二十二世紀に戻ったら本丸に突っ込まれました編

 どこに出しても恥ずかしい純日本人、審神者名をアッバル。彼女はπに飢えていた。チョコパイでもアップルパイでもなければパイナップルやアメリカ人女性の有名エッセイ本のタイトル(American pie)でもない……女性の胸部に存在し、柔らかく脂肪分たっぷり、GやらHともなると間に物を挟んだり小さめのバケツに嵌め込んでブルンブルンと振れるアレである。

 πだ。πが絶望的に足りない。その曲線は円周率で表せるのか分からない、でかいと垂れて湯船に浮くアレが足りない!

 しかしながら、アッバルには刀剣男士らをドドインバイーンにする秘術の知識などない。彼女に従うピュアな男の子たちをバインバインのボインボイン(死語)にしてパイ投げならぬおっπ祭りを開催したくとも、その方法がなければ意味がない。

 そんな時だ。政府からメールが届いたのは。

 

 

「なになに、臨時メンテナンスをすると」

 

 毎週定期メンテナンスのある審神者システムだが、臨時に行うとは何か起きたのだろうか? 今日の昼二時から二時間を予定しているらしい。

 

「いつも通りメンテナンス中に霊力の放出は駄目、と。……そういえば何で駄目なんだろ?」

 

 執務机の右手に設置された本棚から、分厚く重い審神者の手引きを手に取る。研修では「駄目だから駄目」としか聞いていないが、そんな会津藩みたいな説明で終わらせないで欲しい。大人になると1+1が2になる理由が欲しくなるのだ、とりあえず暗記しろと言われて納得できるのは高校生までである。

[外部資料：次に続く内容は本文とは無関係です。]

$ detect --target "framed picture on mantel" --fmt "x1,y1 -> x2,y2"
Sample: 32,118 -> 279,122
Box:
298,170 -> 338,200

 ページをめくり目次を流し読みする。メンテナンスについては五章、メンテナンス中の霊力放出に関する事項はよくある質問の欄だ。かなり後ろの方にあるそのページを開き、指でなぞりながら該当箇所を探す。――あった。

 

「えーっと……新たに鍛刀、手入れ、刀装の製作などを行った場合、メンテナンスにより術式が混乱している本丸内では想定外な作用が起こる場合がある。前例には手入れを受けた刀剣男士が一時的に女体化する(メンテナンス終了と共に戻った)、鍛刀した審神者が性転換した挙げ句ゴリラになる(メンテナンス終了後に戻した)など……」

 

 これだ、とアッバルは考えた。これ以外ない。たとえ我が身がゴリラと化したとしても後悔などしない。πを拝み、揉み、ぱふぱふするためならば何だってできる。

 どうやら自分がゴリラになった場合には自力で元に戻れないようだが、そんなもん関係ねぇ。欲望のためなら少しのデメリットなどなかろうなのだ。

 

 アッバルは笑んだ。にやりと。

 

 

 昼を食べてから二時過ぎ、アッバルはわざとうっかり鍛刀した。資材はオール350、鍛刀時間も確認せず、見た目と言動がエロい未亡人である宗三左文字(そうざさもんじ)が女体化して現れてくれたらと下種いことを考えつつ、手伝い札を投げる。実は既にエロい未亡人(ムネゾーくん)はこの本丸にもいるが、あれは♂であって欲しいのは♀だ。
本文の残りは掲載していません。